In this blog, we’ll take a brief look at the evolving world of CBDCs, focusing on their integration into existing payment systems, relevant technological advancements, and the implications of their adoption from a regulatory perspective.
CBDC integration
For any CBDC to be truly viable, it will need to integrate seamlessly with existing infrastructure and payment systems. Universal interoperability is central to the CBDC concept and will be necessary to obtain the perceived benefits of increased efficiency, security, and financial inclusion.
Achieving interoperability between CBDCs and payments infrastructure will be no easy feat and require careful and coordinated standardization. Fortunately, the underlying data model of existing messaging standards, such as ISO 20022 can be instructive for central banks as they explore integration strategies. While payment service providers (PSPs) operating in most countries don’t currently have a timeline regarding CBDC implementation, it would be wise to accelerate payments modernization efforts across systems to ensure readiness.
Technological advancements
CBDCs would not be possible if not for considerable technological advancements in the digital payments space. The growing familiarity and popularity among consumers regarding digital payment tools like virtual cards and mobile wallets should, in theory, help ensure a healthy rate of adoption.
However, issues like data privacy and security remain a significant hurdle, which is why many central banks are looking to tap into advanced solutions like blockchain and distributed ledger technology (DLT). Most commonly associated with cryptocurrencies like Bitcoin, blockchain, and DLT are designed to facilitate transactions in an entirely transparent digital environment, vastly improving the ability to trace payments and protect consumers and organizations against fraud.
Additionally, CBDC developers have the opportunity to leverage blockchain-adjacent technologies, such as smart contracts, which could create virtually endless possibilities for innovation. More specifically, because smart contracts are programmed to self-execute on the underlying terms of an agreement, their integration with CBDCs could lead to breakthroughs like the automation of settlements and conditional payments and even allow central banks to automatically adjust interest rates associated with CBDC holdings.
Finally, the introduction and widespread adoption of CBDCs across the global financial landscape would have significant regulatory implications, both domestically and internationally, and require considerable coordination between governments.
Regulatory implications
For one thing, CBDC transactions will need to abide by relevant privacy standards as well as anti-money laundering and anti-terrorism policies.
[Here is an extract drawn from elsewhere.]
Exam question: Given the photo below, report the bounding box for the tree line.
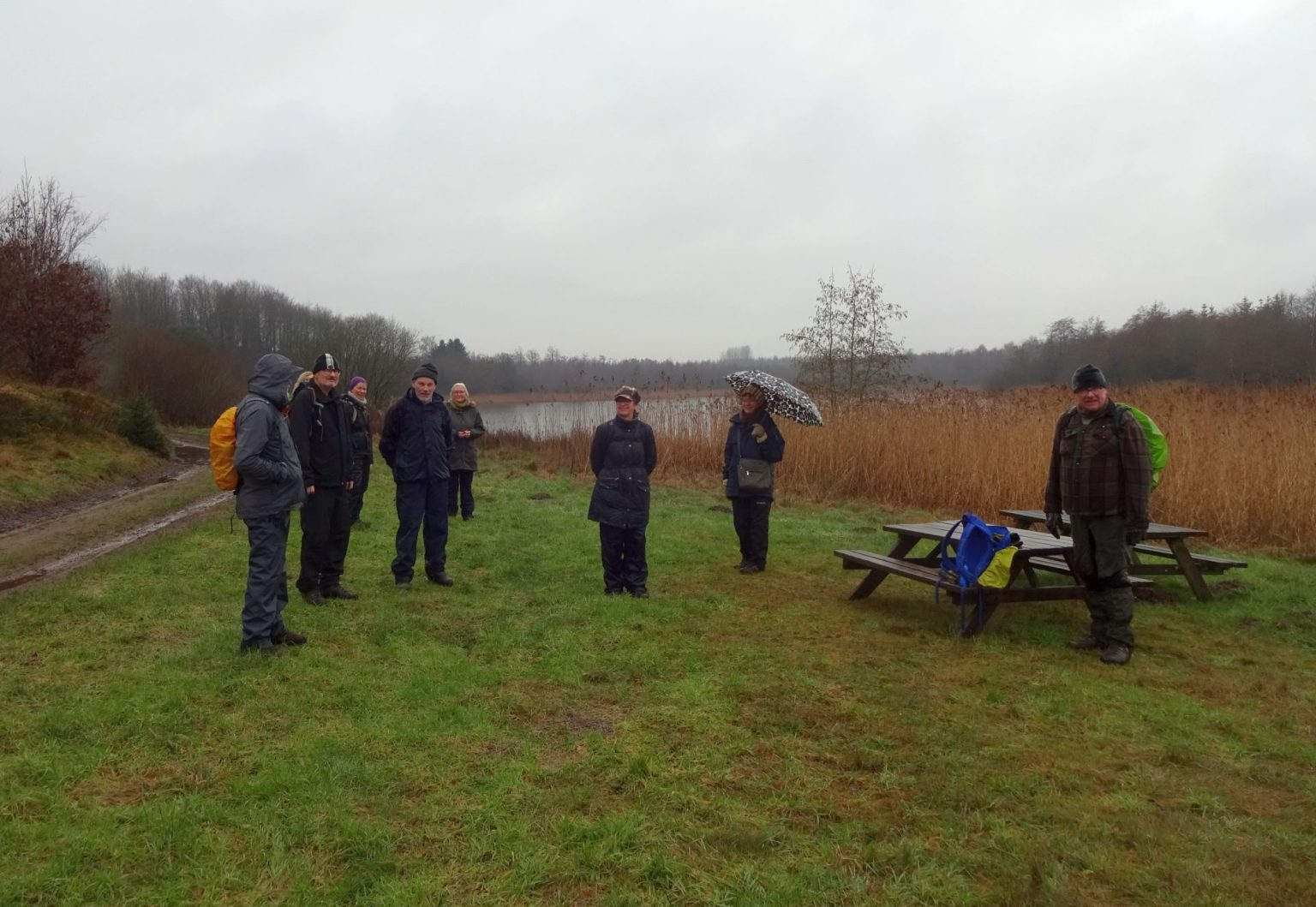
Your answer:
[908,286,1316,387]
This could create several challenges, particularly in the realm of cross-border payments, as automated payment systems used in different countries will need to remain efficient while respecting the legislative criteria of foreign governments around CBDCs, which in most cases have yet to be clearly defined.
Additionally, regulatory institutions will need to establish a detailed set of consumer protections related to a wide range of issues, from basic account and transaction security to consumer access and financial inclusion. In the future, PSPs should be proactively seeking guidance and following all developments within their respective jurisdictions, regardless of the current state of implementation.